In this retrospective study, we reviewed data from 96 patients who underwent single-level unilateral kyphoplasty. The patients were categorized into 2 groups based on the cement volume injected: group 1 (cement volume ≤4 mL, minimum 3 mL; n = 48) and group 2 (cement volume >4 mL, maximum 6 mL; n = 48). The clinical outcomes, as assessed using the Oswestry Disability Index (ODI) and visual analog scale (VAS) scores, were evaluated preoperatively and then at the final follow-up 1 month postoperatively. The vertebral corpus height at the fracture level was measured at the anterior, middle, and posterior regions through sagittal computed tomography scanning.

Results:

The mean age of the patients was 64.2 years in group 1 and 63.8 years in group 2. In group 1, the mean anterior vertebral height increased from 19.0 ± 3.3 mm preoperatively to 19.9 ± 3.2 mm postoperatively, whereas in group 2, it increased from 17.9 ± 3.8 mm to 19.6 ± 3.7 mm, respectively. The middle vertebral heights were 15.4 ± 2.5 mm preoperatively and 16.9 ± 2.8 mm postoperatively in group 1 and 16.0 ± 3.6 mm and 17.5 ± 3.2 mm, respectively, in group 2. Both groups exhibited significant improvements in ODI and VAS scores, with no significant difference between the groups. A statistically significant increase was recorded within each group for the anterior, middle, and posterior vertebral heights. However, a significantly greater increase was noted in the anterior height in group 2 compared to that in group 1 (P < .05).

Conclusion:

Unilateral kyphoplasty is an effective procedure for managing painful vertebral compression fractures. The greatest loss of vertebral height occurred in the middle column, which also exhibited the greatest potential for restoration. Thus, a higher cement volume facilitated greater restoration of the anterior column height.

Level of Evidence:

Level III, Therapeutic Study

Keywords: bone cement volume, Percutaneous, Unilateral kyphoplasty, Vertebral compression fracture, Vertebral height restoration

Highlights

Vertebral compression fractures (VCFs), commonly caused by osteoporosis, trauma, infections, and neoplasms, significantly impact mobility and quality of life, particularly in postmenopausal women.

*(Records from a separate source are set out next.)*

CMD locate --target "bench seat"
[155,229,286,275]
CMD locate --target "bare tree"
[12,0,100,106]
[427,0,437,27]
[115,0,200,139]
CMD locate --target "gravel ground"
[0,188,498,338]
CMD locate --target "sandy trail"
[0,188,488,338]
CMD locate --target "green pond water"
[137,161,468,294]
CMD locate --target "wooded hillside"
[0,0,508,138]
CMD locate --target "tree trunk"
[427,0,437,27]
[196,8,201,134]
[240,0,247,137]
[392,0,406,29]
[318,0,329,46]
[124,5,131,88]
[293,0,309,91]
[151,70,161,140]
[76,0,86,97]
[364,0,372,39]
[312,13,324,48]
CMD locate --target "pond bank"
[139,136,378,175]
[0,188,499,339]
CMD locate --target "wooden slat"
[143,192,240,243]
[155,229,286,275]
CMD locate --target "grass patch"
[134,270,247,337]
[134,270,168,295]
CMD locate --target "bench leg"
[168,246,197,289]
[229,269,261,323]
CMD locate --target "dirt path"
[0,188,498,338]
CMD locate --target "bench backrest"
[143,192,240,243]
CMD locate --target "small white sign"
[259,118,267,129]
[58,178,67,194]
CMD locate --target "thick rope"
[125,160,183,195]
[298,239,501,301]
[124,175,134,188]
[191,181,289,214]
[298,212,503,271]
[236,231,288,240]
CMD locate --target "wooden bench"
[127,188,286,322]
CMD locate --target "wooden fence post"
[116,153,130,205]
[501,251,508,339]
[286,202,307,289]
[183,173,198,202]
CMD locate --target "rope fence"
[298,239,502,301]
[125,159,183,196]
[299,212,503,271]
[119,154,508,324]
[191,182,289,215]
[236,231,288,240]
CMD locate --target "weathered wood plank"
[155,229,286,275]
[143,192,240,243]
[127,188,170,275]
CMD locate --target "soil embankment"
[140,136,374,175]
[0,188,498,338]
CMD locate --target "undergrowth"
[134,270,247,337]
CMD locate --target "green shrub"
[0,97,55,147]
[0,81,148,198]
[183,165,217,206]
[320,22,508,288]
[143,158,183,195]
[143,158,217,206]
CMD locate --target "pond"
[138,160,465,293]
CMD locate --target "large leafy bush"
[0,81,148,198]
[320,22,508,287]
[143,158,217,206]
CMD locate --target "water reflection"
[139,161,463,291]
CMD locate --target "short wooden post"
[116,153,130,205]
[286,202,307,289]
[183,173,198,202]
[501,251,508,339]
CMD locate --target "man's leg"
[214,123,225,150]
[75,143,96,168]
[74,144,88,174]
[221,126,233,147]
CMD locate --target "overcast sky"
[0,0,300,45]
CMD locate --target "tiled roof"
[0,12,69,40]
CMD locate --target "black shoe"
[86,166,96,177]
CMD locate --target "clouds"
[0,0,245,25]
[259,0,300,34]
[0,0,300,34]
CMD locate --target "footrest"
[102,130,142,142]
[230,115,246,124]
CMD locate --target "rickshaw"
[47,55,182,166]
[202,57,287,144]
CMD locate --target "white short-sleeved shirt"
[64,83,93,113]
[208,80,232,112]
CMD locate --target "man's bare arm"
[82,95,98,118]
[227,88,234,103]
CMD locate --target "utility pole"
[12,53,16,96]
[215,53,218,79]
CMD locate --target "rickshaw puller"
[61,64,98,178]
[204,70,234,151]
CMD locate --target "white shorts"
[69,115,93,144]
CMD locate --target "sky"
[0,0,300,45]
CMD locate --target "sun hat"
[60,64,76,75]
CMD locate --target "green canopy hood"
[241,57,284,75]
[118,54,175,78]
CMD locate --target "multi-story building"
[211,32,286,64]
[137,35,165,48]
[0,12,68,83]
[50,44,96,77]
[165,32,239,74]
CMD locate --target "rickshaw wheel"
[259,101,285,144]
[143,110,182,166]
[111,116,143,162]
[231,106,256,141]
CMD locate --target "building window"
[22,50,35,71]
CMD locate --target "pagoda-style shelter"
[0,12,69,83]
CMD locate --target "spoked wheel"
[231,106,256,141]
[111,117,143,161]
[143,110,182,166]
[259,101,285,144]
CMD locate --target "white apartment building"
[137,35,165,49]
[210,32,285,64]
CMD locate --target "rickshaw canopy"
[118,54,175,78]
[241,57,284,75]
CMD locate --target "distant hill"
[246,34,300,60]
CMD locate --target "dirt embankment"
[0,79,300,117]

This study aimed to compare the clinical efficacy of different cement volumes in unilateral percutaneous balloon kyphoplasty, evaluating their impact on pain relief and vertebral height restoration.
Both groups showed significant improvements in ODI and VAS scores postoperatively (P < .05), but no significant difference was observed between them (P > .05). However, group 2 (higher cement volume) demonstrated greater anterior corpus height restoration (P < .05) but also had a higher rate of cement leakage (10 vs. 6 patients) and adjacent vertebral fractures (4 cases).
The results indicate that both cement volumes effectively reduce pain and improve function, but higher volumes (≥4 mL) lead to greater anterior height restoration with increased cement leakage and adjacent fractures.

Introduction

Vertebral compression fractures (VCFs) mostly occur due to osteoporosis, trauma, infections, and neoplasms. The majority of vertebral fractures are osteoporosis-related, typically in the thoracolumbar region of elderly women. Osteoporotic VCFs affect approximately 25% of all postmenopausal women, and more than 1.4 million new fractures are recorded annually across the world.^1,2 Percutaneous kyphoplasty is a minimally invasive technique that involves the percutaneous injection of poly-methyl methacrylate (PMMA) into the fractured vertebral corpus under C-arm fluoroscopy. The goal of kyphoplasty is to return the fractured vertebra as close as possible to its normal height, to reduce pain and to mobilize the patient earlier.^3-5 Unilateral percutaneous balloon kyphoplasty is a technique with a low risk of complications in the treatment of painful and disabling VCFs.^6,7 However, the amount of cement to be injected remains controversial. Several studies have been conducted on vertebroplasty; however, kyphoplasty is often overlooked in this regard. In this study, we compared the clinical efficacy of the cement amount injected in unilateral kyphoplasty. We also hypothesized that high-volume cement injection can provide better pain relief and vertebral height restoration.

Material and methods

Between 2017 and 2021, a total of 168 patients received kyphoplasty after thoracolumbar compression fractures at the Department of Neurosurgery, University of Health Sciences Izmir Bozyaka Education and Research Hospital Hospital. Of these, we retrospectively reviewed the data of 96 patients who underwent single-level unilateral percutaneous balloon kyphoplasty alone and included them in the study. The vertebral fracture types were determined based on the AOspine classification of thoracolumbar fractures.⁸ Only patients who experienced focal back pain with no or minor neurological deficits were included in our study. Patients with posterior spinal canal compression or spinal stenosis, spine infections, and bleeding disorders were excluded from the study. Multilevel vertebral fractures were excluded from the study. All the patients were evaluated for a history of trauma, osteoporosis, malignancy, and comorbidities. The bone cement volume injected during the surgery was recorded.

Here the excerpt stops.